Item from the Past: July Fourth on the Malaysian Peninsula

On July 4 [1994] we boarded a train in Bangkok, which pulled out at 15:15 and headed south, through the hilly lushness and small towns on the Isthmus of Kra, a land feature that fascinated me on maps as far back as elementary school (along with Sulawesi, which I knew as the Celebes). It’s a long isthmus, and the train wasn’t especially fast, so we rolled on into the night.


Next to us was a girl freshly out of Berkeley, Kara, who had a lot to say about where she’d been, e.g., “China sucked!” We sympathized. She was one of the few other North Americans I’ve met in recent weeks. Plenty of Europeans, plenty of Australians, but not so many from my continent -- too bad, southeast Asia is worth the trip.


The berths were simple but reasonably comfortable, and the air conditioning worked fairly well, unlike during the run up to Chang Mai a few weeks ago. We arrived at the frontier with Malaysia just after waking up, and spent a while outside the train on the formalities of border-crossing.


We arrived at Butterworth more or less on time, and caught an enormous car ferry, mostly empty, for the short hop to Penang Island. Once on the island, we paid a tricycle rickshaw man RM$4 -- $3 fare, $1 tip -- to take us to the New China Hotel. He was the picture of a rickshaw man: wiry, deep brown, Chinese. The New China, a charming dump, distinctly risky in terms of fire (though we had a large window for escape), was cheap and well-located in Georgetown. Wooden floors, high ceilings, a flapping ceiling fan. Squat toilets, cold showers, and an indifferent-looking bar downstairs. All for RM$17.60 a night.

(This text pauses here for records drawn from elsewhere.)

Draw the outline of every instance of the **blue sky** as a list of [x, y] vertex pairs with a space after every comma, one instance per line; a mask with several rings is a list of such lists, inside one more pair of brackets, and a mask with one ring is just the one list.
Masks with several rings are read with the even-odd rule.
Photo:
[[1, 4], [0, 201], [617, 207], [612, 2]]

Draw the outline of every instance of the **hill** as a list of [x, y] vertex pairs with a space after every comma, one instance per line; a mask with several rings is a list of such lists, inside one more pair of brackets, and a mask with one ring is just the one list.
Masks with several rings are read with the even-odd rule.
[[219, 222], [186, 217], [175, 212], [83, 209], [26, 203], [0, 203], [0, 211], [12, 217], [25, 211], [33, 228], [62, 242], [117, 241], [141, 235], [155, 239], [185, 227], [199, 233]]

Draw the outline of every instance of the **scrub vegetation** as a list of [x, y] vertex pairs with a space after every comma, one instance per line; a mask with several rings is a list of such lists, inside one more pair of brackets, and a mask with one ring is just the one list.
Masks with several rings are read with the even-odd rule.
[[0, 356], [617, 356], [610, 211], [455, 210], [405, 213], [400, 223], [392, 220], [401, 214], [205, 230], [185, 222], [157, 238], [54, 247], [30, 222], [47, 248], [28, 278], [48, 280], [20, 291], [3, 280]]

Georgetown turned out to be a low-rise, whitewashed, somewhat seedy town, good for walking after the heat of the day died down, and early in the morning. I took a couple of good walks before Yuriko woke. Over the next few days took in Ft. Cornwallis (nice clocktower), wandered around the Komtar Mall, saw the Kek Lok Sri temple, climbing its pagoda, swam at Batu Ferringhi beach, and rode the cable railway up Penang Hill. To escape the heat, we saw Heaven and Earth, an Oliver Stone failure, and the moderately funny Maverick, both subtitled in Bahasa Malaysia.